Görev yapmış olduğum yerde Kâdirî olan bir cemaat var. Onların cehrî zikirlerine katılabilir miyim? “Cehrî zikir yapanın Nakşîliği düşer.” diye bir anlayış var, doğru mu?


Hayır, yanlıştır. Öyle şey yok! Zikir cehrî de olabilir hafî de olabilir. Bid’at ehli olmayan, iyi, has bir kardeş topluluğun zikir yaptığını görürseniz katılırsınız. Ulu Cami’ye gittim. Baktım sabah namazından sonra birileri bir şeyler okuyorlar. Yanaşırım, ben de istifade ederim. Hayırlı bir işe, bir ibadete, taate iştirak edilir. Ama bid’at ehli, yalan yanlış iş yapanlar olursa onlara uymak gerekmez.
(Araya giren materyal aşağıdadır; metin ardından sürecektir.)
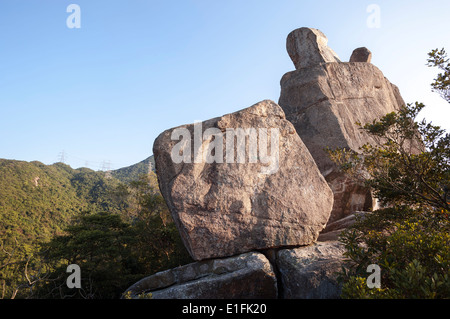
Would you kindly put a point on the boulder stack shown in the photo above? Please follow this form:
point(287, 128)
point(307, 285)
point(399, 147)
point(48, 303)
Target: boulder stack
point(324, 101)
point(249, 183)
point(251, 191)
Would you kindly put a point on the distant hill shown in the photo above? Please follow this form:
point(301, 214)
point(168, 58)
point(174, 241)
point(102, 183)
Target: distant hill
point(37, 201)
point(130, 173)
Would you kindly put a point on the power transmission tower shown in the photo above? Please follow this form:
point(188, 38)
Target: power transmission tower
point(150, 167)
point(106, 167)
point(62, 157)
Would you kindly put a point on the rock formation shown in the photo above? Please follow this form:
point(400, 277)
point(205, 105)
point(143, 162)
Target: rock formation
point(311, 272)
point(224, 206)
point(308, 47)
point(361, 55)
point(324, 101)
point(229, 197)
point(249, 275)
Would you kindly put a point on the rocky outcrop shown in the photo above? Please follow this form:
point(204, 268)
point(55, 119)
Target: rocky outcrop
point(224, 205)
point(324, 102)
point(311, 272)
point(247, 276)
point(308, 47)
point(230, 196)
point(334, 229)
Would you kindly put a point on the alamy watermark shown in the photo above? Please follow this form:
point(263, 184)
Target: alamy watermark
point(374, 280)
point(374, 19)
point(74, 279)
point(74, 19)
point(208, 146)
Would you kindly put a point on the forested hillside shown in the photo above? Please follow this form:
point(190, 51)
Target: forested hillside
point(120, 214)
“Nakşîliğin düşmesi” diye bir şey yoktur. Kaldı ki zaten bizim Hâlidî Tarikatı’nın da beş tarikatla bağlantısı, icazeti vardır. Kàdirîlik tarafı da vardır. Onun için böyle düşme gibi bir şey olmaz.

Nakşî Tarikatı’nın bazı büyükleri de cehrî zikri tavsiye etmiş ve uygulamışlardır. Onun için bu, yanlış bir söz. Cehrî de olur hafî de olur. Hafî zikrin sevabı çoktur, kalbî zikrin sevabı yetmiş kat daha çoktur. Cehrî zikir de bazen yapılır ve gerekebilir.

İnsan ilk başlangıçta iken cehrî zikirle aşkı, şevki daha arttığından öyle de olabilir. Biz de tavsiye edebiliriz, onun bir mahzuru yok. Böyle bir şeye katılabilirler. Düşmek diye bir şey yoktur.